核磁共振与交联质谱技术在细胞结构生物学中的进展、挑战与机遇

Progress, Challenges and Opportunities of NMR and XL-MS for Cellular Structural Biology.

作者信息

Zhang Zeting, Zhao Qun, Gong Zhou, Du Ruichen, Liu Maili, Zhang Yukui, Zhang Lihua, Li Conggang

机构信息

Key Laboratory of Magnetic Resonance in Biological Systems, State Key Laboratory of Magnetic Resonance and Atomic and Molecular Physics, National Center for Magnetic Resonance in Wuhan, Wuhan Institute of Physics and Mathematics, Innovation Academy of Precision Measurement, Chinese Academy of Sciences, Wuhan 430071, China.

CAS Key Laboratory of Separation Science for Analytical Chemistry, National Chromatographic R. & A. Center, State Key Laboratory of Medical Proteomics, Dalian Institute of Chemical Physics, Chinese Academy of Sciences, Dalian, Liaoning 116023, China.

出版信息

JACS Au. 2024 Feb 5;4(2):369-383. doi: 10.1021/jacsau.3c00712. eCollection 2024 Feb 26.

DOI:10.1021/jacsau.3c00712

PMID:38425916

原文链接:https://pmc.ncbi.nlm.nih.gov/articles/PMC10900494/

Abstract

The validity of protein structures and interactions, whether determined under ideal laboratory conditions or predicted by AI tools such as Alphafold2, to precisely reflect those found in living cells remains to be examined.

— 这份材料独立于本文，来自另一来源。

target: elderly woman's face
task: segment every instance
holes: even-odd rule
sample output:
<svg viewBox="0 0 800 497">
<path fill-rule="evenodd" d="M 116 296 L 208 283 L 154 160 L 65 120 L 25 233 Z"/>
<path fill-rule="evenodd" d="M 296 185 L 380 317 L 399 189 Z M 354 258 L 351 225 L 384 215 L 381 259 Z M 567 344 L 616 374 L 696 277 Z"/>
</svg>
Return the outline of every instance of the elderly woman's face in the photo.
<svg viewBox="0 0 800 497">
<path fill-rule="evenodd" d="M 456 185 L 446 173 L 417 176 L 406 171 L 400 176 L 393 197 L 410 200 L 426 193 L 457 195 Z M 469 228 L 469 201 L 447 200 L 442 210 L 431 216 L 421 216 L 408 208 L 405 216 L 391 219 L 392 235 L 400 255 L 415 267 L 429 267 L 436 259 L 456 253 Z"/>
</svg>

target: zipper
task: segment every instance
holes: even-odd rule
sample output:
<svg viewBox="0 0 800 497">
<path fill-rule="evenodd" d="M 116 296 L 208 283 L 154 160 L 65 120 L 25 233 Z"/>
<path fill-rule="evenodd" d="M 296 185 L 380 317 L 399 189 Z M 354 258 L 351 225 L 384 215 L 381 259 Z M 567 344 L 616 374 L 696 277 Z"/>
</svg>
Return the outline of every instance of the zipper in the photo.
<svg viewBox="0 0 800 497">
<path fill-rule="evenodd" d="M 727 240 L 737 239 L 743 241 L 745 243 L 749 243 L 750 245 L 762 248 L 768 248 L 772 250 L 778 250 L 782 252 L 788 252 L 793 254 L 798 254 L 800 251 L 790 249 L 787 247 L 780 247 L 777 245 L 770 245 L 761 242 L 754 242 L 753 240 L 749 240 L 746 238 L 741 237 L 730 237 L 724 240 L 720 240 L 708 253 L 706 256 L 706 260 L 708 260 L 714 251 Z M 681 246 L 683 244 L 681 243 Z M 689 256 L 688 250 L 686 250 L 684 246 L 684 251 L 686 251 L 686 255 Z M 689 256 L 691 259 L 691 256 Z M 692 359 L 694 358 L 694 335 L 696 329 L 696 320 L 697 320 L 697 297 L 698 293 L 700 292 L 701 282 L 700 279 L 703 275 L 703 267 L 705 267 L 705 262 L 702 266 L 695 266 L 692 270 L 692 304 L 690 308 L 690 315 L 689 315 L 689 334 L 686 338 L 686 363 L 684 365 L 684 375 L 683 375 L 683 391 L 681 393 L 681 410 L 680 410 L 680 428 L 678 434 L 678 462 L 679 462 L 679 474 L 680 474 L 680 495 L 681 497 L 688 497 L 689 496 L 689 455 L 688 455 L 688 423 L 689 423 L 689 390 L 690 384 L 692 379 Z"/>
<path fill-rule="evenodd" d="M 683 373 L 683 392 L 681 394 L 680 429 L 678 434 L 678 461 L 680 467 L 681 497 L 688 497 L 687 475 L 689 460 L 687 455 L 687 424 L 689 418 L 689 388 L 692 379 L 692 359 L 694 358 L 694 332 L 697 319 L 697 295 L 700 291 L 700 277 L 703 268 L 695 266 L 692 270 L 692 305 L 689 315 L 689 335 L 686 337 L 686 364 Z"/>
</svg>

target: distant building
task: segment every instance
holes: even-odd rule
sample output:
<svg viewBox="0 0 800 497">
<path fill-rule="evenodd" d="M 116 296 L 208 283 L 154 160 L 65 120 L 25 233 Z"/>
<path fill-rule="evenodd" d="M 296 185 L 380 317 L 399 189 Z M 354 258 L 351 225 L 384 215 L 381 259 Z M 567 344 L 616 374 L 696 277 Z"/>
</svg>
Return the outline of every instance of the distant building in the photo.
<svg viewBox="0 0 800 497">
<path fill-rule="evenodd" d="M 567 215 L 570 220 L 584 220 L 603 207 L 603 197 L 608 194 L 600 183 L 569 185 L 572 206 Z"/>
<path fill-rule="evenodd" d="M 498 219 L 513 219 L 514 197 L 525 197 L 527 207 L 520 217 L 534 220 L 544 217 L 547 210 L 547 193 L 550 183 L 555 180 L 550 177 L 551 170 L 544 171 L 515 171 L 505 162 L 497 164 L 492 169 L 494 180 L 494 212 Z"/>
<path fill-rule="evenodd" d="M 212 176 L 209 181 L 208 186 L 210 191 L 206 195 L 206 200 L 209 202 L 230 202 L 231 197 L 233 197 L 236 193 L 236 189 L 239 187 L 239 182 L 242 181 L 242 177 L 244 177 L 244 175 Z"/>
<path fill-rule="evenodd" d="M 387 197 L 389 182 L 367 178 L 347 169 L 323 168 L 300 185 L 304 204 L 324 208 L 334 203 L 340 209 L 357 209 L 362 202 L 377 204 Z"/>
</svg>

Moreover, understanding the changes in protein structures and interactions in response to stimuli within living cells, under both normal and disease conditions, is key to grasping proteins' functionality and cellular processes. Nevertheless, achieving high-resolution identification of these protein structures and interactions within living cells presents a technical challenge. In this Perspective, we summarize the recent advancements in in-cell nuclear magnetic resonance (NMR) and in vivo cross-linking mass spectrometry (XL-MS) for studying protein structures and interactions within a cellular context. Additionally, we discuss the challenges, opportunities, and potential benefits of integrating in-cell NMR and in vivo XL-MS in future research to offer an exhaustive approach to studying proteins in their natural habitat.

摘要

蛋白质结构和相互作用的有效性，无论其是在理想实验室条件下确定的，还是由诸如AlphaFold2等人工智能工具预测的，能否精确反映活细胞中的情况仍有待研究。此外，了解在正常和疾病条件下活细胞内蛋白质结构和相互作用对刺激的响应变化，是掌握蛋白质功能和细胞过程的关键。然而，在活细胞内实现对这些蛋白质结构和相互作用的高分辨率识别面临技术挑战。在本观点文章中，我们总结了用于在细胞环境中研究蛋白质结构和相互作用的细胞内核磁共振（NMR）和体内交联质谱（XL-MS）的最新进展。此外，我们讨论了在未来研究中整合细胞内NMR和体内XL-MS的挑战、机遇和潜在益处，以提供一种全面的方法来研究天然环境中的蛋白质。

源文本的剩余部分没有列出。